SPADE: Sparse Pillar-based 3D Object Detection Accelerator for Autonomous Driving

Published: 01 Jan 2024, Last Modified: 13 Nov 2024HPCA 2024EveryoneRevisionsBibTeXCC BY-SA 4.0
Abstract: 3D object detection using point cloud (PC) data is essential for perception pipelines of autonomous driving, where efficient encoding is key to meeting stringent resource and latency requirements. PointPillars, a widely adopted bird's-eye view (BEV) encoding, aggregates 3D point cloud data into 2D pillars for fast and accurate 3D object detection. However, the stateof-the-art methods employing PointPillars overlook the inherent sparsity of pillar encoding where only a valid pillar is encoded with a vector of channel elements, missing opportunities for significant computational reduction. Meanwhile, current sparse convolution accelerators are designed to handle only elementwise activation sparsity and do not effectively address the vector sparsity imposed by pillar encoding. In this paper, we propose SPADE, an algorithm-hardware codesign strategy to maximize vector sparsity in pillar-based 3D object detection and accelerate vector-sparse convolution commensurate with the improved sparsity.

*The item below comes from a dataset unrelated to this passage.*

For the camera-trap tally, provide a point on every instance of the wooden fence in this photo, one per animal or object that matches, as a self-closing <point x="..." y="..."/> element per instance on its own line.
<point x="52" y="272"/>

SPADE consists of three components: (1) a dynamic vector pruning algorithm balancing accuracy and computation savings from vector sparsity, (2) a sparse coordinate management hardware transforming 2D systolic array into a vector-sparse convolution accelerator, and (3) sparsityaware dataflow optimization tailoring sparse convolution schedules for hardware efficiency. Taped-out with a commercial technology, SPADE saves the amount of computation by 36.3–89.2% for representative 3D object detection networks and benchmarks, leading to 1.3–10.9 × speedup and 1.5–12.6 × energy savings compared to the ideal dense accelerator design. These sparsityproportional performance gains equate to 4.1–28.8 × speedup and 90.2–372.3 × energy savings compared to the counterpart server and edge platforms.